By Buddy Gill
“Durbin Amendment Repeal is Officially Dead; Time to Move On”
That headline isn’t going to be popular with credit unions, but it’s the truth.
A provision to repeal the 2010 Durbin amendment that led to government-fixed prices on interchange rates was dropped from the 2017 CHOICE Act in the House of Representatives before it could go to the House floor.
Rightful kudos go to House Financial Services Chairman Jeb Hensarling for including the repeal provision in the 2017 CHOICE Act, and for fearlessly pushing it through his committee over fierce retailer objections.
But the wise Chairman, along with Republican House Leadership counting votes, knew this provision was a lightning rod whose inclusion would jeopardize the chances of his overall bill passing the full House.
Similarly, a previous “déjà vu” Durbin repeal attempt made several years back in the U.S. Senate got 55 votes, but failed to reach the 60 vote threshold required to advance the bill to a final Senate floor vote.
Give both credit union and bank trade lobbies due credit for getting to a Senate 55 vote majority back then, despite vehement opposition from the gigantic retailer lobby. Unfortunately, that still wasn’t enough to produce a Senate floor vote. In 2017, House Republican leaders also knew the votes weren’t there in the Senate for a different outcome a second time around.
Why Did We Lose?
Bank and credit union trade associations have expended their political capital for years pushing for Durbin repeal on Capitol Hill. Most Democrats, usually sympathetic to pro-credit union issues, nonetheless support the Durbin amendment, as do pro-consumer groups like the Consumer Federation of America.
Combine that with the reality that Republicans were not monolithic supporters of repealing Durbin. Republicans favoring repeal felt that the free-market, not government, should set prices, yet other Republican congressional lawmakers were inundated by the retailers in their district and told that changing the status quo would raise costs significantly to these businesses and consumers alike. It was a divisive issue within the Republican caucus–one where lawmakers would have to choose between good friends.
Credit unions should understand that political conundrum. When I managed the winning HR 1151 Campaign for Consumer Choice back in 1998, an often-overlooked secret for the credit union victory over the banks on Capitol Hill was our great success in recruiting third party allies, usually in the form of local Select Employee Groups (SEGs) to advocate our cause alongside us.
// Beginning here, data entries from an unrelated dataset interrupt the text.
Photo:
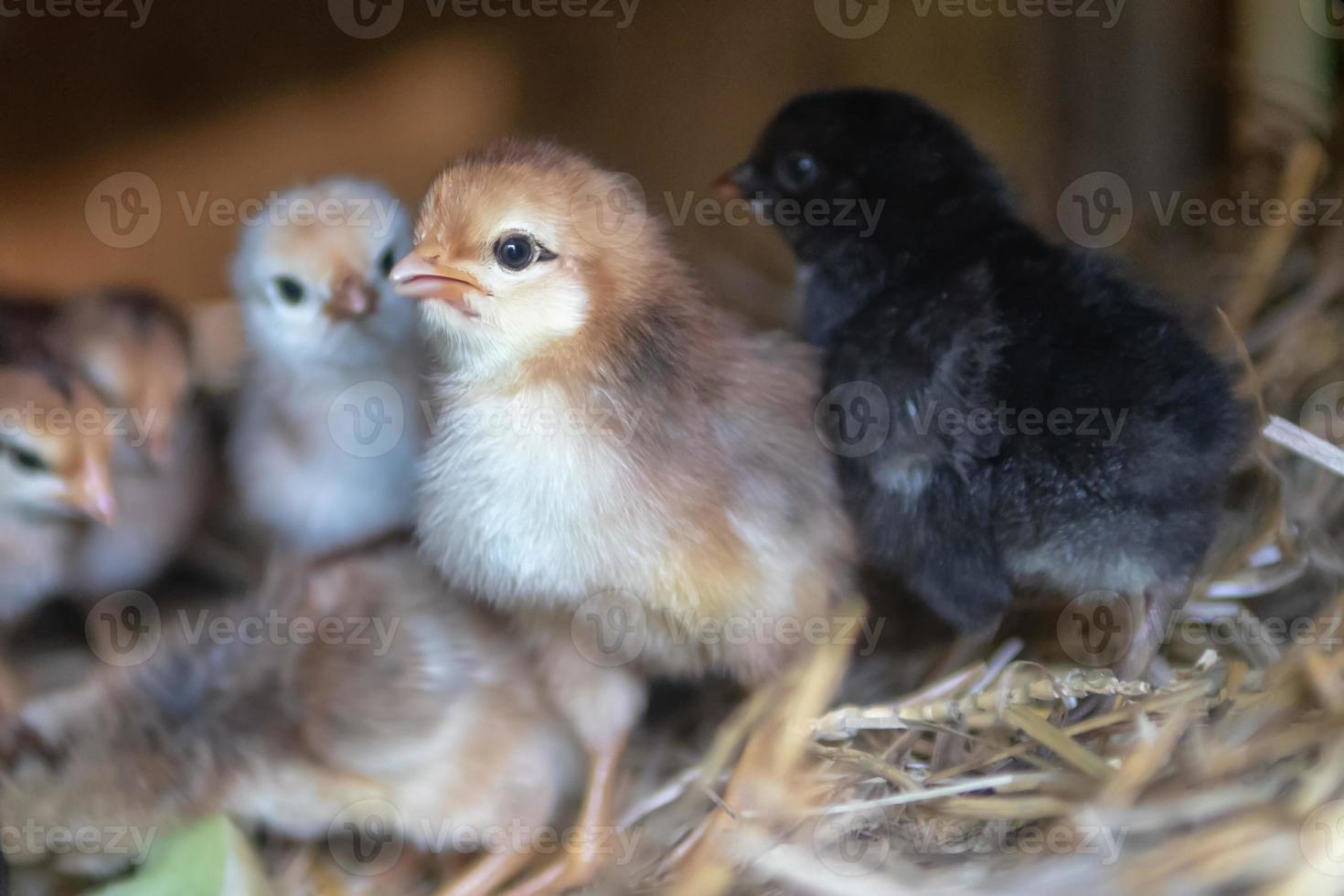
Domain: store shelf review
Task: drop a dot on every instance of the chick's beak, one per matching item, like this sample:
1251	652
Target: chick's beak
352	300
89	491
734	183
422	275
Getting those hundreds of SEG voices in each congressional district to support us helped isolate the banks into a political corner, and make it much easier for Congress to tell all our collective voices “yes” -- and say “no” to the banks.
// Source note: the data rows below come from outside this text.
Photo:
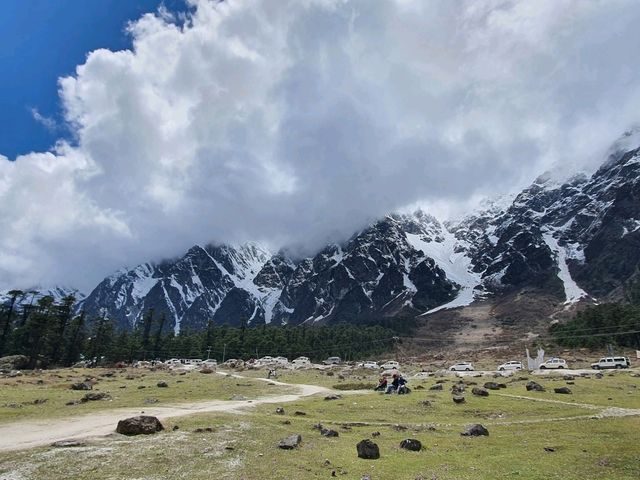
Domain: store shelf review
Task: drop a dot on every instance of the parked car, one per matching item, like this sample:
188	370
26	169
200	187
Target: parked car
332	361
512	365
390	365
281	361
301	362
554	363
369	364
611	362
462	367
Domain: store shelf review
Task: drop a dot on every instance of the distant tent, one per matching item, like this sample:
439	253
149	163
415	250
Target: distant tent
534	363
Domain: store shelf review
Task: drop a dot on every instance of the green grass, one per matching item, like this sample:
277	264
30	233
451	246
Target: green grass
18	395
245	446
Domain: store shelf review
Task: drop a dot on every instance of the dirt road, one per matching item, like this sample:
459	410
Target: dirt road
29	434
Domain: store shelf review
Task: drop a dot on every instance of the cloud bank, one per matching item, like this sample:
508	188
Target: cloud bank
296	122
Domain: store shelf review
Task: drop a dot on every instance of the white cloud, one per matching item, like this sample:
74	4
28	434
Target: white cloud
296	122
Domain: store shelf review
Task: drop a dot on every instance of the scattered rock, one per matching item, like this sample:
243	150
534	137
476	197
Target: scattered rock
82	386
411	444
368	450
95	396
68	443
334	396
492	386
475	431
480	392
533	386
140	425
564	390
291	442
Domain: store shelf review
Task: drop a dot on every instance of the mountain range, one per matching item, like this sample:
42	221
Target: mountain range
574	240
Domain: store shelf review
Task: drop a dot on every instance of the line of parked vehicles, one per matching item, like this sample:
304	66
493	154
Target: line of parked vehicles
552	363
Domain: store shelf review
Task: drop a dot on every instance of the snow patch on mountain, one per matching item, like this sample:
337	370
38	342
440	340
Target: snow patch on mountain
451	256
572	291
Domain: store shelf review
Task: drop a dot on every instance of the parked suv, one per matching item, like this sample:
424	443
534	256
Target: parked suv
461	367
554	363
332	361
611	362
512	365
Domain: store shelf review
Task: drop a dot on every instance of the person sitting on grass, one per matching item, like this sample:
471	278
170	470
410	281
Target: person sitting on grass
402	385
382	385
394	384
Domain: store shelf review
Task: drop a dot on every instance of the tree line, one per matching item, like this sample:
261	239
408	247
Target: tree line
51	333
Flash forward to this 2017 legislative battle. Just imagine in your local Congressman’s office, s/he has bank and credit union CEOs and affiliated trade groups arguing to repeal the Durbin amendment, but then contrast that handful of in-person voices to hundreds of small to large business owners and CEOs arguing against repeal. Politically, in this fight credit unions were outnumbered unless they could get some of their 100-million members to roar, but many of these members also worked at business SEGs that disagree with repealing Durbin.
Frankly, the public did not seem to care about this fight, perhaps because it is a very technical and complex policy issue to explain to your average citizen enjoying McDonalds for lunch. So, this was mainly viewed on Capitol Hill as a purely fight between industry titans over money.
What’s Next?
No doubt the credit union and bank trades will posture to say “we’re not giving up, we’ll be back.” But anyone who can read political tea leaves knows legislative repeal is simply not politically feasible – the votes to repeal Durbin simply aren’t there.
Even the combined efforts of credit unions and banks, as mighty as that can be on Capitol Hill, were not politically powerful enough to beat back the bigger “Goliath” of America’s large and small businesses who accept credit and debit cards.
So, the real question is: does the credit union movement want to keep spending political capital on a legislative issue it simply can’t win? Or re-focus its efforts and capital on where it can feasibly achieve victories to help credit unions and their members succeed?
Could credit unions and banks use this defeat to “guilt” Congress into instead passing stronger data security measures and breach disclosures for retailers, as cyber-attacks on our financial system are now increasingly more and more a national security concern? Or will that just produce a déjà vu repeat of the above political dynamic?
What about instead focusing credit union energy like a laser on current efforts to produce regulatory relief?
Time will tell. But success depends on seeing reality as it, and not as you want it to be.